Re: Object-relational impedence

From: S Perryman <q_at_q.com>
Date: Wed, 19 Mar 2008 17:03:45 +0000
Message-ID: <frrh23$nb3$1_at_aioe.org>


Brian Selzer wrote:

> "S Perryman" <q_at_q.com> wrote in message news:frot80$5k7$1_at_aioe.org...

>>Their system used an RDBMS. And it performed poorly.
>>The same systems subsequently built on the same platforms (HW, OS, comms,
>>prog langs etc) , but using an OODBMS instead, performed orders of
>>magnitude better.

>>That's life.

> Funny, but this "orders of magnitude better" claim sounds like something a
> shifty politician like [ reference to specific politician snipped. ]

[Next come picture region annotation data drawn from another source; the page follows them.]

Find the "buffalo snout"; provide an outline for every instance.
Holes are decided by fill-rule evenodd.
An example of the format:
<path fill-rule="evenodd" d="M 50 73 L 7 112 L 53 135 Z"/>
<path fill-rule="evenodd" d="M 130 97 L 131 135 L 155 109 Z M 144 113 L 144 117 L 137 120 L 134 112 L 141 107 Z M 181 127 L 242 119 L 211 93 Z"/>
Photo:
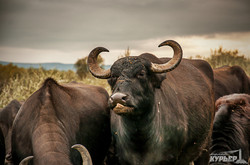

> I once altered a system that was designed to
> process only 14,000 transactions per hour so that it could process ten times
> that in the same time. That's orders of magnitude improvement

One order of magnitude.

> but I didn't
> change the DBMS, I rewrote some poorly written procs. I once altered a
> system that had a job that was taking over 25 hours to process so that it
> took less than 30 minutes by simply adjusting the way the hardware was used.
> Again the orders of magnitude improvement was not due to changing the DBMS,
> it was making the best use of the available hardware. It is also often the
> case that you can obtain orders of magnitude performance improvement by
> simply adding an index--at least for queries that can take advantage of the
> index.

We've all been to these places.

> Your claims of orders of magnitude better performance, therefore,
> are much like the claims of a used car salesman, or of a sleazy lawyer.
> Suspect.

As measured by the developers who did the profiling of the operational sequence on the system that used the RDBMS, and when the OODBMS was used instead.

This was a "mismatch impedence" of the purest kind.